NeurIPS 2020

One-sample Guided Object Representation Disassembling

Review 1

Summary and Contributions: This work proposes a novel scheme to `disassemble' features of an object in an image. To this end, the authors propose to combine a supervised module and an unsupervised module to carry out the disassembling between the object and the background. In the supervised module, the one sample teaches the network to disassemble features of the foreground object from the background. In the unsupervised module, the authors adopt a dual-swapping strategy and a fuzzy classification. Specifically, the fuzzy classification loss constrains the predicted probability to produce only one peaky response across all classes. The author also come up with two metrics to evaluate the performance of the disassembling. The proposed approach works consistently well on four datasets.

Strengths: 1) In my opinion, such a disassembling task using only one sample is novel. The problem setup is practical and may potentially benefit some real-world applications. 2) The fuzzy classification loss is innovative. It is designed for constraining the predicted probability to respond to only one class, in which way self-supervised information for the unlabeled samples is generated. 3) The authors propose two new metrics to evaluate disassembling performance, making the study on the disassembling task thorough and systematic. 4) The authors have released their code, making the result-reproducing effortless.

Weaknesses: 1) More analyses should be given on the performance vs. the length of the representation, which to me seems an important contribution. Does the proposed method lead to stable results with different representation lengths in all datasets? Also, is there a common set of balance parameters for different methods? 2) What will happen if the image contains more than two types of objects? Will the method still work? Discussions should be provided. 3) What is the exact goal of the dual-swap step? Why a dual step is necessary? This should be clarified. 4) How many supervised samples are used in the DSD method? Why are the reconstructed results of MONet [6] and IODINE [12] different from the other methods? Please elaborate.

Correctness: Yes, I think they are correct.

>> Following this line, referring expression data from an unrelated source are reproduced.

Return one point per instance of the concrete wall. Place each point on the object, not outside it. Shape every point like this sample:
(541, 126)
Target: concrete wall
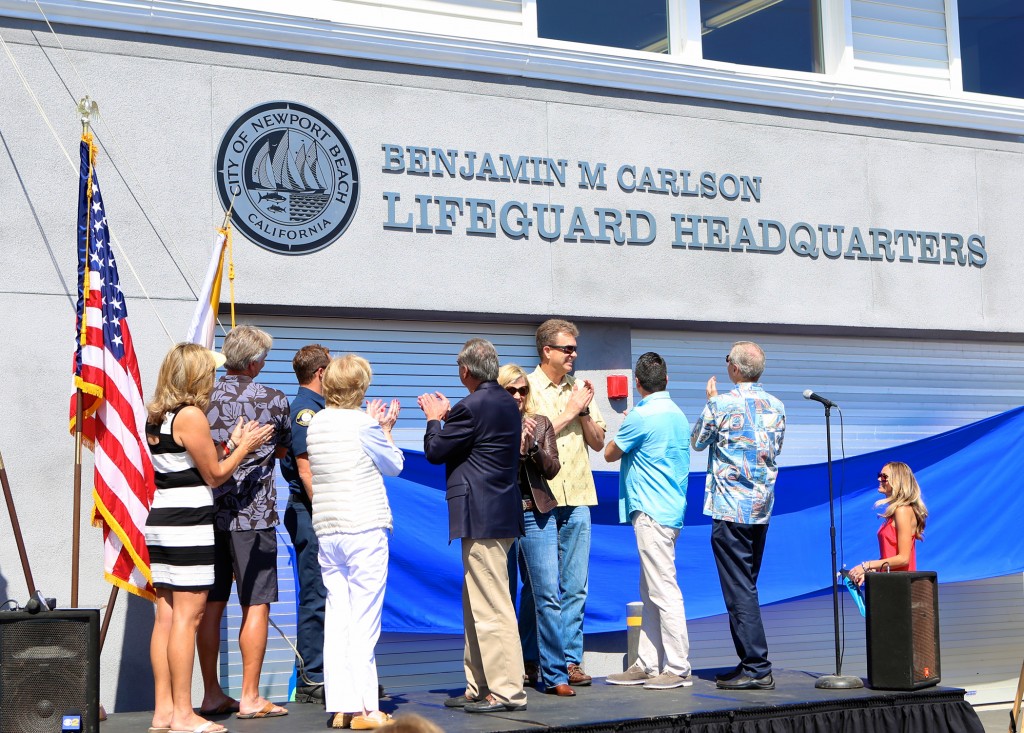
(166, 105)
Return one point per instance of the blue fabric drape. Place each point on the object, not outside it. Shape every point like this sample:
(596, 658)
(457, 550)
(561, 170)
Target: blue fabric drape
(970, 479)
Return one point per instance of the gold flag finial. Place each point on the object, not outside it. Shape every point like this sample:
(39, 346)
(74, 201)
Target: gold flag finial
(86, 110)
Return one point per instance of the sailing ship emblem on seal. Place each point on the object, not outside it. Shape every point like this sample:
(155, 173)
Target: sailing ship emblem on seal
(290, 177)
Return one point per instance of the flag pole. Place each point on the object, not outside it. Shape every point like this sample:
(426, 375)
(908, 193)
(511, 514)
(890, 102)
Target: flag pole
(16, 527)
(85, 110)
(226, 226)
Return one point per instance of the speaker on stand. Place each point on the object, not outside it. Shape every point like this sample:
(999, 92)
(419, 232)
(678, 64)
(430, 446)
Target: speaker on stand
(902, 630)
(49, 669)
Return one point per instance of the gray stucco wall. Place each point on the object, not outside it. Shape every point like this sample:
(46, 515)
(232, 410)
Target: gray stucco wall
(167, 104)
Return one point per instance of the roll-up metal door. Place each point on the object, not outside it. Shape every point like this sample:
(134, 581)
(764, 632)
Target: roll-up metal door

Clarity: Overall, this paper is well written and easy to follow. Yet, I suggest the authors carefully proofread this submission, some typos need to be revised. For examples: Line 4, "unsupervised methods can't .." -> "unsupervised methods cannot ..." Line 62, "Meanwhile, We ..." -> "Meanwhile, we ...".

Relation to Prior Work: Yes, it is clearly discussed.

Reproducibility: Yes

Additional Feedback: [After Rebuttal] After carefully read all reviews and the authors' feedback, I still incline towards acceptance. The authors' feedback basically solves all of my concerns. I still think the authors made a good attempt on representation learning. It may inspire related researches in our community. In addition, for learning disentangled and here proposed 'disassembling' representations from real-world data, we still have a long way to go. Therefore, I hope the authors would include more discussions that appear in their rebuttal in the final (or next) version, such as the limitations in the current stage. It would benefit future studies. Finally, I would like to adjust my score to 8. ----------------------------------------------------------------------------------- 1) In the experiments, the author mentioned that ‘We sample 5 kinds of representation length ({10; 20; 30; 40; 50}) and test all methods in those length setting.’ Again, as mentioned in the Weakness, how does the representation length influence disassembling, and how are such lengths set? 2) Why do the authors choose a two-layer MLP with 20 neurons as the classifier? Does the choice of the classifier affect the performance of the object representation disassembling?

Review 2

Summary and Contributions: The paper outlines a framework for learning to separate single objects from their backgrounds in natural images, and representing those elements in distinct parts of a latent space (which the authors refer to as representation disassembling). This is learned in a semi-supervised setting which requires only single annotated examples from each object category in the dataset. To encourage completeness of the representations, the framework requires reconstructing the pixels from the representations, and that object category can be decoded from the representations on the annotated examples. The framework makes more use from the limited amount of annotated data by augmentation. A key part of this uses the spatial mask in the annotations that separates the object from its background to switch background and objects between (annotated) examples. In addition to the standard reconstruction and classification objectives, the model is trained under a range of additional constraints which encourage the object and background to be encoded in separate parts of the model's latent space. These involve swapping the parts of the representation between pairs of data examples combined with corresponding swaps in the data using the available annotations. The authors present results on a variety of datasets that feature natural images and the required augmentations (such as COCO and CIFAR-10), with both qualitative and quantitive evaluations, comparisons with baselines and model ablations. They also demonstrate uses of their representations for an image editing task, and boosting classifier performance.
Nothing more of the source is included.